Film, like all other forms of story telling, can either be a work of art or the equivalent of a train wreck colliding with a multiple car pileup. And, yes, it can get that bad. Case in point: Twilight. But let me not get ahead of myself. Starting off this list, as I believe is proper, will be the movies that I considered to be the best of the past decade.
#10 - The Beat That My Heart Skipped
A french film by director Jacques Audiard starring the immensely talented Roman Duris, The Beat That My Heart Skipped is one part crime flick and one part family/romantic dysfunction. My description doesn't do the film much justice, but Audiard has developed such a film that it is somewhat difficult to put it into one genre, or even competently describe it. In either case, however, the film is both dark and grim, while simultaneously being a film on the power of art, passion, and memories to draw us back from the brink of self destruction and emotional ruin.
#9 - 28 Days Later
One of the better "End of the World!/It's the Apocalypse!" movies I've seen. While definitely lacking as it concerns special effects, I'm of the opinion that the film didn't need them. The story isn't so much focused on violence and gore as it is focused on the relationship developed by people when violence, gore, and fear start to gnaw away at our sense of security and humanity. Conveying both sides, the need to connect with someone and the disconnect between people when survival and personal contentment are paramount, 28 Days Later, in my opinion, uses horror to draw you into a film which is hoping to convey much more.
#8 - Princess Mononoke
Created and directed by the Lord of Animation both in the East and the West (Eat your heart out Disney), Hayao Mizaki of Spirited Away fame, Princess Mononoke is a dark and lovely fairy tale focusing on the battle between man and nature, and why such a conflict exists. It is also focuses on the ability of a single man or woman to make a difference in the world, and to change things for the better through indomitable will and the ability to reason and care for other living beings outside of themselves. While the animation alone makes this film worth watching, the story is also incredibly dynamic and full of three dimensional character portrayals. As in reality, both humanity and nature are flawed in such a way that to say that any character, or characters for that matter, are evil would be to misunderstand an essential element of the story.
#7 - Donnie Darko
Attempting to describe Donnie Darko in anyway that might possibly be considered eloquent and concise would be akin to attempting to drive a car with your mouth while flossing your teeth, tying your shoe laces with one hand while attempting to sculpt Auguste Rodin's The Thinker in Silly Puddy with the other. Okay, okay, so maybe it's not quite that impossible to describe it, but with a plot as off the wall and full of holes, and yes, holes in the plot are actually a good thing as far as this movie is concerned, as this one, my thoughts on the film itself and the ending are still forming even a year after seeing the movie. Needless to say, I think just about everyone who was ever an slightly out-of-place teenage boy can relate to the protagonist, played by a young Jake Gyllenhaal. Well...almost, sometimes I felt that Donnie might have been suffering from some form of autism, but that's neither here nor there ultimately.

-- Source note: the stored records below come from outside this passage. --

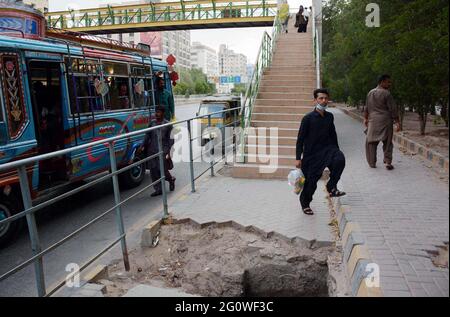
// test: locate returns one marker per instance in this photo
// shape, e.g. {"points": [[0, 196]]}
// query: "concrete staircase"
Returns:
{"points": [[285, 96]]}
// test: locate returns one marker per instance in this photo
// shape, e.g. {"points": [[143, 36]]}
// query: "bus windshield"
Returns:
{"points": [[211, 108]]}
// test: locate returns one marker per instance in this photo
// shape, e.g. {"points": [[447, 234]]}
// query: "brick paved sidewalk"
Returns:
{"points": [[269, 205], [402, 214]]}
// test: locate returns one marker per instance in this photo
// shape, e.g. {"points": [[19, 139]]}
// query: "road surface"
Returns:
{"points": [[57, 221]]}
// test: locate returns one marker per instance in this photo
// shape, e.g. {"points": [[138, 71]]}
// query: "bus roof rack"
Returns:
{"points": [[92, 40]]}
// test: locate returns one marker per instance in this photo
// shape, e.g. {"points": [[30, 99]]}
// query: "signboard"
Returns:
{"points": [[230, 80]]}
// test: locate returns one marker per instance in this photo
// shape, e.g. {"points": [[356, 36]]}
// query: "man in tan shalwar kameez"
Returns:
{"points": [[380, 115]]}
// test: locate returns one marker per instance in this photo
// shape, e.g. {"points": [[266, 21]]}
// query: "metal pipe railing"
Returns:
{"points": [[30, 210], [316, 47]]}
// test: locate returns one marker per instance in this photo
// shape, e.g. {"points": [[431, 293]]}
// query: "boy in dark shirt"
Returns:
{"points": [[317, 149]]}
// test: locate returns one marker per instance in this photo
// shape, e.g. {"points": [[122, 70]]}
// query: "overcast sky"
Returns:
{"points": [[242, 40]]}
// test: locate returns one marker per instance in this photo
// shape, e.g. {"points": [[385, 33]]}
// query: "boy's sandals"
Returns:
{"points": [[337, 193], [308, 211]]}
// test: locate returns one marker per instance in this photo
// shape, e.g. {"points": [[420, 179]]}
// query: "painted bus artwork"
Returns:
{"points": [[59, 90]]}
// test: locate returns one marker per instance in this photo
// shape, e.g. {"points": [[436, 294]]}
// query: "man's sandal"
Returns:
{"points": [[337, 193], [308, 211]]}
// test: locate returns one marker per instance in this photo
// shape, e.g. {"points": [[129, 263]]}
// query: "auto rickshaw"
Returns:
{"points": [[219, 120]]}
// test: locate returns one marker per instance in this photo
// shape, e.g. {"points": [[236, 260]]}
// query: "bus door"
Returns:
{"points": [[47, 101]]}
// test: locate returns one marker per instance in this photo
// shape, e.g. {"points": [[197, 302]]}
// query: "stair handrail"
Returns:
{"points": [[263, 60], [316, 48]]}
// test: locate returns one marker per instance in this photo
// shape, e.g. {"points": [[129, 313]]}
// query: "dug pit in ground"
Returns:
{"points": [[225, 260]]}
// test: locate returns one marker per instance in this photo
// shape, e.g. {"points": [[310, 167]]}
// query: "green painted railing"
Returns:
{"points": [[182, 10], [263, 61]]}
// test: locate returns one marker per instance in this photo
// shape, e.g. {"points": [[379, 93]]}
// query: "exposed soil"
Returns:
{"points": [[225, 260]]}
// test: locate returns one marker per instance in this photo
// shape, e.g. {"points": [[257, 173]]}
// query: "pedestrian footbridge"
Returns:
{"points": [[178, 15]]}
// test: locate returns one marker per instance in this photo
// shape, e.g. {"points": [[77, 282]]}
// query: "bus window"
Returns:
{"points": [[2, 119], [13, 93], [119, 93], [86, 94], [117, 78], [141, 88], [84, 98], [45, 82]]}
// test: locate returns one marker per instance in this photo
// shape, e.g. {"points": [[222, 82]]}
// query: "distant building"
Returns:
{"points": [[177, 43], [41, 5], [204, 58], [250, 70], [232, 64]]}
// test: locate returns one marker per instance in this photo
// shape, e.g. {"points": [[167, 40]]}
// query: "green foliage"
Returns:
{"points": [[238, 89], [411, 45], [193, 82]]}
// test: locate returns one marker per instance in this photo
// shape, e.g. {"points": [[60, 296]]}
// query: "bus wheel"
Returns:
{"points": [[133, 177], [9, 207]]}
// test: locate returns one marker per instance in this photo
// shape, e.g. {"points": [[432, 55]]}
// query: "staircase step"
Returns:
{"points": [[265, 139], [281, 109], [285, 95], [261, 171], [288, 160], [287, 80], [285, 102], [277, 116], [276, 124], [270, 149], [282, 89], [295, 71]]}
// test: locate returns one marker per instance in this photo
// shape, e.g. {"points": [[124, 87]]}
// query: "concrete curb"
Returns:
{"points": [[356, 256], [412, 147]]}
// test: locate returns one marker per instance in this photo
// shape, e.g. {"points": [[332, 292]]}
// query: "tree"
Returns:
{"points": [[411, 44]]}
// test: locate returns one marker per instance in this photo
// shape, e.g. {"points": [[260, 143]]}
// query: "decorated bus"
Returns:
{"points": [[61, 89]]}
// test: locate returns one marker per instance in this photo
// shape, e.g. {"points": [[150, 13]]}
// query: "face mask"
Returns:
{"points": [[321, 108]]}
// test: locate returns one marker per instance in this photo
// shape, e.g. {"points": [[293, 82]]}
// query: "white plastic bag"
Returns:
{"points": [[296, 179]]}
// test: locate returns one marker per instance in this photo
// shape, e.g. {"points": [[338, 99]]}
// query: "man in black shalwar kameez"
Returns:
{"points": [[317, 149]]}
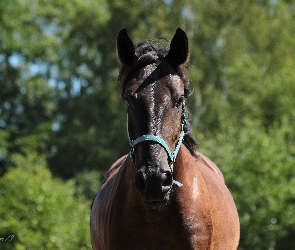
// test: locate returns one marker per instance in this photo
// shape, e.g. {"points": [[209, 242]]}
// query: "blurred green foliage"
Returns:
{"points": [[60, 109], [39, 211]]}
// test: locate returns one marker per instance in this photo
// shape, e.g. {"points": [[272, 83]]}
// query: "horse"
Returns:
{"points": [[164, 194]]}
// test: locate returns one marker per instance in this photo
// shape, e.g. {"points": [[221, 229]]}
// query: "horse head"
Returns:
{"points": [[155, 87]]}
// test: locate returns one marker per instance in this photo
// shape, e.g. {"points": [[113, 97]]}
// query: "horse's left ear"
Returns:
{"points": [[179, 49], [125, 48]]}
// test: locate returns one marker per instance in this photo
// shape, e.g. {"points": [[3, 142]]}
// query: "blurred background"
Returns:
{"points": [[63, 123]]}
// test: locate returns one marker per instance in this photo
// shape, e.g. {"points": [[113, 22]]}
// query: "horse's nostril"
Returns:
{"points": [[167, 179]]}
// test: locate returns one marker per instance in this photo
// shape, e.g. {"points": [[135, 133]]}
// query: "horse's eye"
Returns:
{"points": [[127, 100], [178, 101]]}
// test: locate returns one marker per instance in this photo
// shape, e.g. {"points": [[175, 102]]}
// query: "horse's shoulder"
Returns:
{"points": [[200, 158], [114, 169]]}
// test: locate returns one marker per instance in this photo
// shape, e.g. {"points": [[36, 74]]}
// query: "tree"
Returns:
{"points": [[38, 211]]}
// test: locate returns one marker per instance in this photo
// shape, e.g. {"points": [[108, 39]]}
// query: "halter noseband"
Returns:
{"points": [[163, 143]]}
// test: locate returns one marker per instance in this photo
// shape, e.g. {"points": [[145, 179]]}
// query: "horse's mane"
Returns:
{"points": [[154, 51]]}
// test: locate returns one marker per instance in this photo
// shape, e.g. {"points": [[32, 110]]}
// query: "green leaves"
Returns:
{"points": [[40, 211]]}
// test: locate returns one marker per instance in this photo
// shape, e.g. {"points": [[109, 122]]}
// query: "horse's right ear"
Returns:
{"points": [[125, 48]]}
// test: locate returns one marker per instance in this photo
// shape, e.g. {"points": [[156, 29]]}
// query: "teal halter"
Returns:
{"points": [[172, 155]]}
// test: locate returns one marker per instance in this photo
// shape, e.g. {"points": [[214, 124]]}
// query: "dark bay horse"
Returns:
{"points": [[164, 194]]}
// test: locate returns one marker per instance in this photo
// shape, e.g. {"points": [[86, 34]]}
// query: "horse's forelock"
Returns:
{"points": [[149, 52]]}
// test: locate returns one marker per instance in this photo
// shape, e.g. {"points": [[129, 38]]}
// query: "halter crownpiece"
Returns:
{"points": [[172, 155]]}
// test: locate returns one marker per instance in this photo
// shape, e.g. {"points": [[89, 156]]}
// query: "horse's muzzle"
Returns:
{"points": [[153, 184]]}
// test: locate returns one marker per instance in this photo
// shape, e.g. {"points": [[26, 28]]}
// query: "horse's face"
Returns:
{"points": [[155, 93]]}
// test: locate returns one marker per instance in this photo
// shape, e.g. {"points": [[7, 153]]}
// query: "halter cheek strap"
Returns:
{"points": [[159, 140]]}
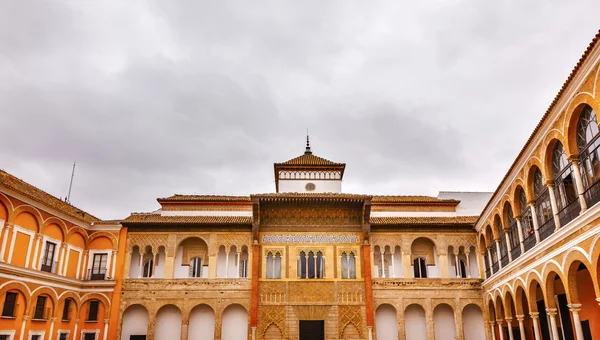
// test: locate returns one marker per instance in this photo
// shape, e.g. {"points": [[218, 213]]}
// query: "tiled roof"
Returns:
{"points": [[9, 181], [205, 198], [562, 90], [426, 220], [412, 199], [309, 159], [152, 218]]}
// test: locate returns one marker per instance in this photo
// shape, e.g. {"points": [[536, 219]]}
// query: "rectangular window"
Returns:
{"points": [[10, 304], [93, 312], [66, 308], [89, 336], [48, 264], [39, 308], [99, 267]]}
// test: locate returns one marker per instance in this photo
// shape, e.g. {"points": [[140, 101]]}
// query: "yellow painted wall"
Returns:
{"points": [[20, 249], [26, 220], [54, 231], [72, 265], [101, 243]]}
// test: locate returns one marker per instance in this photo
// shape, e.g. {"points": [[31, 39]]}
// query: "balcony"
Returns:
{"points": [[569, 212]]}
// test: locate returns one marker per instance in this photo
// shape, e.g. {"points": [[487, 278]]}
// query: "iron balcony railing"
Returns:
{"points": [[547, 229], [569, 212], [515, 252], [49, 266], [529, 240], [96, 274], [592, 194]]}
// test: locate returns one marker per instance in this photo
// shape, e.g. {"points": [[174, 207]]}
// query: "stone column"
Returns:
{"points": [[23, 324], [575, 308], [508, 246], [5, 240], [500, 331], [536, 226], [520, 231], [550, 185], [509, 324], [106, 329], [521, 318], [536, 325], [553, 325], [38, 240], [578, 181], [184, 329]]}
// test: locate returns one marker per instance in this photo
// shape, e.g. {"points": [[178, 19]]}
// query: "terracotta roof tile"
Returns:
{"points": [[567, 82], [158, 219], [309, 159], [9, 181], [426, 220]]}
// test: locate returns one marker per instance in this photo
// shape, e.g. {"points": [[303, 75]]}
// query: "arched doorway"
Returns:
{"points": [[235, 323], [386, 323], [168, 323], [443, 322], [415, 322], [134, 323], [202, 323], [473, 327]]}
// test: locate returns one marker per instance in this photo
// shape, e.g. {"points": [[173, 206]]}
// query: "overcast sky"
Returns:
{"points": [[162, 97]]}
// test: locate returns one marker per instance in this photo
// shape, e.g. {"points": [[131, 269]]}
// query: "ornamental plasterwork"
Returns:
{"points": [[310, 239]]}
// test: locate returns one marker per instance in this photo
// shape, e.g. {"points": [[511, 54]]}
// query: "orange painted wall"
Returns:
{"points": [[54, 231], [589, 306], [20, 249], [26, 220], [101, 243], [114, 312], [72, 265]]}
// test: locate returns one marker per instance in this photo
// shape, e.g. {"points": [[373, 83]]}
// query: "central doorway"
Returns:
{"points": [[312, 330]]}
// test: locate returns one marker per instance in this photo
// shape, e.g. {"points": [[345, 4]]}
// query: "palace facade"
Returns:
{"points": [[311, 262]]}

By the way, stay far, far, far away from the sequel S. Darko.
#6 - Bronson
Because absurd violence and gratuitous fighting are awesome.

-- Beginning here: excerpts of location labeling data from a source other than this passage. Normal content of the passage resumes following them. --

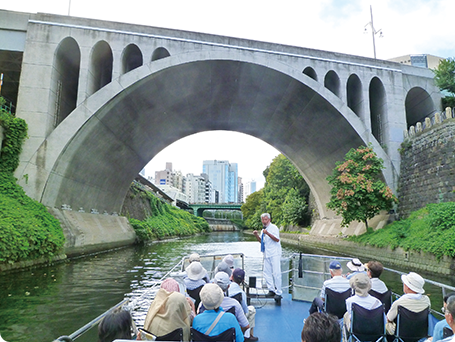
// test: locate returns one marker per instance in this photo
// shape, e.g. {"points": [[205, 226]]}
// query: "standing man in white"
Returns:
{"points": [[271, 247]]}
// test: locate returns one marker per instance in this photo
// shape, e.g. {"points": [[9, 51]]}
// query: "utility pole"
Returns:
{"points": [[373, 31]]}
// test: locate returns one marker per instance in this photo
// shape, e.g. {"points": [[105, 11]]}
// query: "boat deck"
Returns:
{"points": [[279, 322]]}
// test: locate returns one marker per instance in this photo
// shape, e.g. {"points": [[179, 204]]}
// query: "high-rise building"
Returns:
{"points": [[165, 177], [223, 177], [249, 188], [240, 191]]}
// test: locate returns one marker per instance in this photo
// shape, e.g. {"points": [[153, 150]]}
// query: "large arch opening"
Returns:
{"points": [[65, 79], [378, 108], [100, 69], [96, 163], [332, 82], [131, 58], [355, 94], [419, 105]]}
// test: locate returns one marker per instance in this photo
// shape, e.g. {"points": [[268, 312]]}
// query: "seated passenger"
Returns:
{"points": [[229, 260], [337, 283], [228, 304], [361, 284], [235, 291], [356, 267], [321, 327], [438, 329], [195, 281], [413, 299], [116, 325], [450, 317], [211, 297], [374, 270], [169, 311], [223, 267]]}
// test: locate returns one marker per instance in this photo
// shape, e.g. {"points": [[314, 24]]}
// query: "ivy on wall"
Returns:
{"points": [[27, 230]]}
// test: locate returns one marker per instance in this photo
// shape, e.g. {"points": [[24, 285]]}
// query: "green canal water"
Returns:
{"points": [[44, 303]]}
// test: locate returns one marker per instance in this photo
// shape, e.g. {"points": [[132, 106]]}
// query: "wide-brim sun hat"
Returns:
{"points": [[355, 265], [414, 281], [196, 271], [361, 284], [211, 296]]}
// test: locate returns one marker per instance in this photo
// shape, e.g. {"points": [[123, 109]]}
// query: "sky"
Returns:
{"points": [[408, 27]]}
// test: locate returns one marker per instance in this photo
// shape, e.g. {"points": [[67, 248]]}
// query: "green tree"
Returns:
{"points": [[358, 193], [251, 209], [284, 196], [444, 76]]}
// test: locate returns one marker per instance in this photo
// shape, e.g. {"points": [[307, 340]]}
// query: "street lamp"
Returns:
{"points": [[373, 31]]}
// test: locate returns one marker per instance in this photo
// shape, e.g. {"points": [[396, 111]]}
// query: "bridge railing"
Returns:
{"points": [[435, 119]]}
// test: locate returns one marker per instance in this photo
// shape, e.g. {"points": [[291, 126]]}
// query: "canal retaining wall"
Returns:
{"points": [[410, 260], [427, 164]]}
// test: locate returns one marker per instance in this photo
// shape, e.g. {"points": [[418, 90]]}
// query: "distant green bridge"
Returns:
{"points": [[200, 207]]}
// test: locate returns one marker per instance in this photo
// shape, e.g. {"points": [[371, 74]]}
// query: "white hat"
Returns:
{"points": [[414, 281], [194, 257], [355, 265], [211, 296], [361, 284], [195, 271], [229, 259], [222, 280]]}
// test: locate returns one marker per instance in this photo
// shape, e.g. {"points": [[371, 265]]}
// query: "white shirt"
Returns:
{"points": [[272, 248], [378, 285]]}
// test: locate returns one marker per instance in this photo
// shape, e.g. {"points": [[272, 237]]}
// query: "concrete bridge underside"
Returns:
{"points": [[92, 156]]}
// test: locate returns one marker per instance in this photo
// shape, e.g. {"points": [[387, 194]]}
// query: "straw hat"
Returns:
{"points": [[361, 284], [211, 296], [414, 281], [195, 271], [355, 265]]}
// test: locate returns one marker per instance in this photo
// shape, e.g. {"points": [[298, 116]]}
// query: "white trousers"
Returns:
{"points": [[272, 273]]}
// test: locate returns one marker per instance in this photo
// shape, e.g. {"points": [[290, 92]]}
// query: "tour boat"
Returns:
{"points": [[276, 319]]}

P.S. - The story (a semi-biographic), acting and directing aren't bad either. Synopsis linked here: http://en.wikipedia.org/wiki/Bronson_%28film%29
#5 - 2046
Describing 2046 as a story of discovering what it means to love would not do the plot justice. 2046 is a tale of romance, both actualized and unrequited, that, while bordering, at times, on the level of softcore porn, still remains a work of art. From the costumes to the directing to acting, 2046 did away with many of the puerile portrayals of relationships in American romance films, and delivered something a little more substantial.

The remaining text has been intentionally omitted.